Warga mencari informasi tentang pendaftaran program Kartu Prakerja gelombang kedua di Jakarta, Senin (20/4/2020). ANTARA FOTO/Aditya Pradana Putra/wsj.

Jakarta (ANTARA/JACX) - Sebuah unggahan dari pengguna Twitter pada Sabtu (11/7) membuat riuh, karena menarasikan bahwa seluruh peserta Kartu Prakerja diminta mengembalikan uang bantuan.

Narasi itu disertai tangkapan layar halaman web salah satu televisi nasional yang berjudul "Jokowi Revisi Perpres Kartu Prakerja, Peserta Wajib Kembalikan Uang Bantuan, Ini Penjelasannya".

Dalam unggahannya, sang pemilik akun menambahkan kata "seluruh peserta" terkait kabar revisi Perpres tentang Kartu Prakerja.

Berikut narasi dari pemilik akun itu:

"Pak Jokowi Merevisi Perpres Kartu Prakerja.

Seluruh Peserta WAJIB KEMBALIKAN UANG BANTUAN.

Yang mau nangis, atau mau ketawa.
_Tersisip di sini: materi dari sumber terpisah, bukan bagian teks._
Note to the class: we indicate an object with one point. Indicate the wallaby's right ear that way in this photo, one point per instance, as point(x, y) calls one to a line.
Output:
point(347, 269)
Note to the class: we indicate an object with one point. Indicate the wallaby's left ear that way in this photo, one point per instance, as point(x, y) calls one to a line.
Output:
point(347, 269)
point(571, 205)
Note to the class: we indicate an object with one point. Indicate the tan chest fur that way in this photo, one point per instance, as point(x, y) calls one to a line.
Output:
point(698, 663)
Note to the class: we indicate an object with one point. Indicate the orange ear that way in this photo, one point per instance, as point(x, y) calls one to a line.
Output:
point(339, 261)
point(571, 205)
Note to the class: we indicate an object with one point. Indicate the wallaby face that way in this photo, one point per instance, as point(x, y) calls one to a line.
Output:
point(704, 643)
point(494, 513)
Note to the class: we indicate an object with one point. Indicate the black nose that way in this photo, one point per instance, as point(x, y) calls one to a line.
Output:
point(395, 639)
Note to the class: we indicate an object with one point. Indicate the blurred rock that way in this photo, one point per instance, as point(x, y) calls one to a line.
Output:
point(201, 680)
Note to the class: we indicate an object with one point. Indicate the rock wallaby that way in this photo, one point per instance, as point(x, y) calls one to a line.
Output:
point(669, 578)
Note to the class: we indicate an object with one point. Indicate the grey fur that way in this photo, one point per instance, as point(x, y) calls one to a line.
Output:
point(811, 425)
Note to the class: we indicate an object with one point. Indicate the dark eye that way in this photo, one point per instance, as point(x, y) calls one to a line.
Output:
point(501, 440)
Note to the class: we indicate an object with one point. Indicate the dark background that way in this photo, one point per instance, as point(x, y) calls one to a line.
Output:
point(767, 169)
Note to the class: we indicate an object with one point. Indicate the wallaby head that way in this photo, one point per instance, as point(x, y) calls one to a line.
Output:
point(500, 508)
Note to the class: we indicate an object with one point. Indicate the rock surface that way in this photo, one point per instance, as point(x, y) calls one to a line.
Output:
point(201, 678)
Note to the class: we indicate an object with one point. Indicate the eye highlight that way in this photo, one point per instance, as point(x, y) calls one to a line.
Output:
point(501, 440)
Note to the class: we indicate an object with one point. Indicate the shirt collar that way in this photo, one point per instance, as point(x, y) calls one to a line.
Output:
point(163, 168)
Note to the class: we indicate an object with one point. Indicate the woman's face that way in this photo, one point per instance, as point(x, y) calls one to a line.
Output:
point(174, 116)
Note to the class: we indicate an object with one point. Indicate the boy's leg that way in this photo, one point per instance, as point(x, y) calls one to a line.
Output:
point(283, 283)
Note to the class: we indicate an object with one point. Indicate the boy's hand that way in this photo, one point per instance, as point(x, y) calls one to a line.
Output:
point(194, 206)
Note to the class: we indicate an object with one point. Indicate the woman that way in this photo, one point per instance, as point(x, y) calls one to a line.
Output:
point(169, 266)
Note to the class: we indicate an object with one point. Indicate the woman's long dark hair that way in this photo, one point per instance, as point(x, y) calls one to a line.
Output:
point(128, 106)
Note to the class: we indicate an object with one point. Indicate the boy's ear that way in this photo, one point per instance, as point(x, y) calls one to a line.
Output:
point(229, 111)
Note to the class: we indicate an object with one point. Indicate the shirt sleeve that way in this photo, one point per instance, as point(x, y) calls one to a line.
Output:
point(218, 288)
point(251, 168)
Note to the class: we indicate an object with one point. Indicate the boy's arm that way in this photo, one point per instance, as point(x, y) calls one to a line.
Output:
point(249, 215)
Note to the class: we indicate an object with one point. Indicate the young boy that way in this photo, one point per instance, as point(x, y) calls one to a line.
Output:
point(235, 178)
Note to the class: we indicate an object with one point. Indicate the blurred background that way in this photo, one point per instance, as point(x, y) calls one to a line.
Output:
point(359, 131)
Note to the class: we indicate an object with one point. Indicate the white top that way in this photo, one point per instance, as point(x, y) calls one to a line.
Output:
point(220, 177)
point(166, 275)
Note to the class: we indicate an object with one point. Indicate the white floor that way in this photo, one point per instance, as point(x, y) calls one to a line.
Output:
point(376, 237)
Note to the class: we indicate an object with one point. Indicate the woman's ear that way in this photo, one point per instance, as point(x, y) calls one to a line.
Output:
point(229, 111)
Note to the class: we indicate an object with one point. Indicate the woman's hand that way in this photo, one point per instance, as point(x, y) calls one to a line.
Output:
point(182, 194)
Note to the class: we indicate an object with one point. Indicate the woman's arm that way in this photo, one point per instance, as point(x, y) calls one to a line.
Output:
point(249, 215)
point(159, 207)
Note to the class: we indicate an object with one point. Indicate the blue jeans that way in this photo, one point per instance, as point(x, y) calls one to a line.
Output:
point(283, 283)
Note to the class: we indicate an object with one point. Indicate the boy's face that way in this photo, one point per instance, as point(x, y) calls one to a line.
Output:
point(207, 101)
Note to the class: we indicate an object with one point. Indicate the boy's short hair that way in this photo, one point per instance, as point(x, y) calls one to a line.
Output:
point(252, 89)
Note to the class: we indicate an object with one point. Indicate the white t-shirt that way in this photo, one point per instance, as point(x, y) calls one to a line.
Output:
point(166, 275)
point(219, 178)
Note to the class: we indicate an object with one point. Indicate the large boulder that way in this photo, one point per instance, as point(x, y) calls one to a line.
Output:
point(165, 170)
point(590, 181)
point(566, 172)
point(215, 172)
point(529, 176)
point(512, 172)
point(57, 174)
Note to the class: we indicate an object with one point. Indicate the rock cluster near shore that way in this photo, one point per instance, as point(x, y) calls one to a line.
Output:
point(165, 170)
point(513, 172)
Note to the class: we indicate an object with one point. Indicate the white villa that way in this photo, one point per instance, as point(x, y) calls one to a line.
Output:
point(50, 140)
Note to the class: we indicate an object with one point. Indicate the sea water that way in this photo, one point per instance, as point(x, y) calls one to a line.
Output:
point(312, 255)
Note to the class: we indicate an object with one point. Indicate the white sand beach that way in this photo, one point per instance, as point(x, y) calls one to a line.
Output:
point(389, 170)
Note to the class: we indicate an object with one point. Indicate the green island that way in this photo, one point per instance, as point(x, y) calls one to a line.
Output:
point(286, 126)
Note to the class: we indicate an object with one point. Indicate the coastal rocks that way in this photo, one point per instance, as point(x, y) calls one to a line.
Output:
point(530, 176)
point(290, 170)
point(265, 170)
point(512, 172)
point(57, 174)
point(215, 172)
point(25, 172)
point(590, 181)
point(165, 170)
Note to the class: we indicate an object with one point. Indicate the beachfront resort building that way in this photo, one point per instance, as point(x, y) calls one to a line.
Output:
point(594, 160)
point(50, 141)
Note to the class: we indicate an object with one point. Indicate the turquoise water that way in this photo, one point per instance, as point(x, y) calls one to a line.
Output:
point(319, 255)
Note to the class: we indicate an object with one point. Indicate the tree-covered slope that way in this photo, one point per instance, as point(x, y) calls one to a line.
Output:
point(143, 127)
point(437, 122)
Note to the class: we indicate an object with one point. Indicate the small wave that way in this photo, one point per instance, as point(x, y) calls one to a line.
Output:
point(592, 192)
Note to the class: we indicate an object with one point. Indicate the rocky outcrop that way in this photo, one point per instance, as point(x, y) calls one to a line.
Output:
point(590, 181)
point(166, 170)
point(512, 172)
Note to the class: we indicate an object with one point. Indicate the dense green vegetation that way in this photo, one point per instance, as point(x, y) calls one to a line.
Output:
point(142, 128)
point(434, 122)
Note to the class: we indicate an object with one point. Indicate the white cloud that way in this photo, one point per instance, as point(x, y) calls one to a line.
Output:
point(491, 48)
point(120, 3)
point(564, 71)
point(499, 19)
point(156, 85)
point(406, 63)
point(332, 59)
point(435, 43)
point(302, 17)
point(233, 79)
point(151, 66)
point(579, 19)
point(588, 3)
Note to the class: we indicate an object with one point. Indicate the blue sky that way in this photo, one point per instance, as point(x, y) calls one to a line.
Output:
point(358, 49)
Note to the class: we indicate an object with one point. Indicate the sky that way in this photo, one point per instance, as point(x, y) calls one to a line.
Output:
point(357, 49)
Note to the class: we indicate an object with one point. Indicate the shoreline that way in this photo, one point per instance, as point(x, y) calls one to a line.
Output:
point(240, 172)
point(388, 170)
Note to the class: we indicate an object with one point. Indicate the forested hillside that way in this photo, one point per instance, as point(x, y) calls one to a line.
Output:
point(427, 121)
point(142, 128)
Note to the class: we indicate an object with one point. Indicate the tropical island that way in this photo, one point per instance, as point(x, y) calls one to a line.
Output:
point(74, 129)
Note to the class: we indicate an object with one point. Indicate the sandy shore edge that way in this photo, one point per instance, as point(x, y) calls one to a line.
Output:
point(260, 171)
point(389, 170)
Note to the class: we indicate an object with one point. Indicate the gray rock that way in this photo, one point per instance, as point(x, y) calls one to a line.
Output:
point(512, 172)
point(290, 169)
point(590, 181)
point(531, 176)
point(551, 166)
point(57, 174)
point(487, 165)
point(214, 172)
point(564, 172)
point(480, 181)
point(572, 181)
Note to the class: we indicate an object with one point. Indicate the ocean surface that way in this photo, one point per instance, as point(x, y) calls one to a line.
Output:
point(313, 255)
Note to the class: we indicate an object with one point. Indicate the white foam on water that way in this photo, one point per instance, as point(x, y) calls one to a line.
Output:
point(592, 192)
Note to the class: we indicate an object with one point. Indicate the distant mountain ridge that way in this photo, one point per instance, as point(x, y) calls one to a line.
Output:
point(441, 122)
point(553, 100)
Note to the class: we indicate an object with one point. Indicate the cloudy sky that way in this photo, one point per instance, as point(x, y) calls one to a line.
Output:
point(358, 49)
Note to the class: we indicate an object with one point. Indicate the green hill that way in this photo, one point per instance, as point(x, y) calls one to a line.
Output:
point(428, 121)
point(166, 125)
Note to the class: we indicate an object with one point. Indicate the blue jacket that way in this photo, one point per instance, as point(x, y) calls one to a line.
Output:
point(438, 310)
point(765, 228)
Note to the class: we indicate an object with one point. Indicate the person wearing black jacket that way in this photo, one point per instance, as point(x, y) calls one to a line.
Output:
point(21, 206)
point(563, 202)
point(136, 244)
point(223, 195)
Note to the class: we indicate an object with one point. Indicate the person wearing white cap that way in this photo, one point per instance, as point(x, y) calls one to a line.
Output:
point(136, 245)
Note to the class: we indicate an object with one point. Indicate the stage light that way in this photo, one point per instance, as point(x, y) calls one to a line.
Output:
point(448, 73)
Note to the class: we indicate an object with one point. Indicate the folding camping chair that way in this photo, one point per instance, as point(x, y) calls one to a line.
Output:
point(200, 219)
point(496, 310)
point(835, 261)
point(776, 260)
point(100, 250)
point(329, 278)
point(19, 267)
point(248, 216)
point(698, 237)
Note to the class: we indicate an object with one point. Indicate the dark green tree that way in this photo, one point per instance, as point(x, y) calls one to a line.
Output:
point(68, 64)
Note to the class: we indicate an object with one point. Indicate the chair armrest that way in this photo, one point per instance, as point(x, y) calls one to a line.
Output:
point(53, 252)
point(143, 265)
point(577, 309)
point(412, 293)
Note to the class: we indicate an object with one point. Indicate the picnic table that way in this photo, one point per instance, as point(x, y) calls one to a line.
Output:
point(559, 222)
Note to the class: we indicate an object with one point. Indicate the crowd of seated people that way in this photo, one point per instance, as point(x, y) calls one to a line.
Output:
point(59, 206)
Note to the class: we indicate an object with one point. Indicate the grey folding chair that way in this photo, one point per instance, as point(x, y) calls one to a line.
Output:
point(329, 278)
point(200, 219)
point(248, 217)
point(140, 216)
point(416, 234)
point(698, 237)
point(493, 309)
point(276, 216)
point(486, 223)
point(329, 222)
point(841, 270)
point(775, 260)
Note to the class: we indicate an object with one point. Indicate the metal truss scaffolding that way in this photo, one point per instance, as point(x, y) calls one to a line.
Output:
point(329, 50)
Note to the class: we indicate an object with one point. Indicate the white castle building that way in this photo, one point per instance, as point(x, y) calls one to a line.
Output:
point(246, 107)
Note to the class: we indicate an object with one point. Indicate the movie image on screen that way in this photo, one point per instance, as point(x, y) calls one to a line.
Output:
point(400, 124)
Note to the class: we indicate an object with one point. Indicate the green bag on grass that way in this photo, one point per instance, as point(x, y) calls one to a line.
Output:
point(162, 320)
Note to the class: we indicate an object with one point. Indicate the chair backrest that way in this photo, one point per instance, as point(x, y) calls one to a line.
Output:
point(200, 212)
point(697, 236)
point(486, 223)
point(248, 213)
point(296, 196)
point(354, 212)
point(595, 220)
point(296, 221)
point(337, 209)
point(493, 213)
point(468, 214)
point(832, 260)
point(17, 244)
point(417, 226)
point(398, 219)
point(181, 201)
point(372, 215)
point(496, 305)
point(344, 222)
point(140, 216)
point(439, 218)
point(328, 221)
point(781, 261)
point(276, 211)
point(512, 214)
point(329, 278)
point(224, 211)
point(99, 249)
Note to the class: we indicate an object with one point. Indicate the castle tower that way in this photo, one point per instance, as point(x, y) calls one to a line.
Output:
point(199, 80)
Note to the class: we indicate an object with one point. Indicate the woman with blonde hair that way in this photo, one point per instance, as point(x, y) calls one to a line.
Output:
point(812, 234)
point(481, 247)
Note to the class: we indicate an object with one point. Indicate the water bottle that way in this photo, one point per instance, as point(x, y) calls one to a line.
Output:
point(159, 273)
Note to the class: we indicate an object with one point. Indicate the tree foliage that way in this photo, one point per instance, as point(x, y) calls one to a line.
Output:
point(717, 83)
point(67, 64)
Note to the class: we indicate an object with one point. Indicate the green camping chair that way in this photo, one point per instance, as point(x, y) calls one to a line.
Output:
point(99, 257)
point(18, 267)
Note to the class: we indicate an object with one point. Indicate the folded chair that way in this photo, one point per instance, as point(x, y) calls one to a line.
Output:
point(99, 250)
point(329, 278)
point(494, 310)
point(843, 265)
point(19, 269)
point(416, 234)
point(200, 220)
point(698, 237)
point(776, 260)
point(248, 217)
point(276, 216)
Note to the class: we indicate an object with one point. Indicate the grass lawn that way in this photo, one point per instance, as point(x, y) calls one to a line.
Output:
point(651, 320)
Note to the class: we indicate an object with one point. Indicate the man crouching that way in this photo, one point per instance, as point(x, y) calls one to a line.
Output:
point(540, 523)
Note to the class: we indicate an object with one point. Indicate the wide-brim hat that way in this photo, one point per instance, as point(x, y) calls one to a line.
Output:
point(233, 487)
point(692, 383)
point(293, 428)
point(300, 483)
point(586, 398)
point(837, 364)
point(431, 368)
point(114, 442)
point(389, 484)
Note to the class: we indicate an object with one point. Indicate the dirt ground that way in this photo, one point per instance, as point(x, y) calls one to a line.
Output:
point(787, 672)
Waktu dan tempat dipersilahkan."


Hingga Minggu (12/7) malam, unggahan itu telah disukai lebih dari 1.300 pengguna, diunggah ulang hingga 650 kali, dan mendapatkan 316 balasan.

Namun, benarkah Presiden Joko Widodo melalui revisi Perpres Kartu Prakerja meminta seluruh peserta mengembalikan uang bantuan?

 
Tangkapan layar unggahan hoaks terkait program Kartu Prakerja yang muncul di Twitter pada Sabtu (11/7). (Twitter)


Penjelasan:

Presiden Joko Widodo, sebagaimana dilaporkan ANTARA pada Jumat (10/7), menerbitkan Peraturan Presiden Nomor 76 Tahun 2020 tentang Perubahan atas Perpres No. 36/2020 tentang Pengembangan Kompetensi Kerja Melalui Program Kartu Prakerja.

Peraturan baru yang merevisi Perpres No.36/2020 itu mengatur pelaksanaan program Kartu Prakerja dan mulai berlaku pada 8 Juli 2020.

Aturan dalam Perpres No.76/2020 mengubah peraturan sebelumnya, salah satunya adalah penambahan peserta penerima manfaat program Kartu Prakerja.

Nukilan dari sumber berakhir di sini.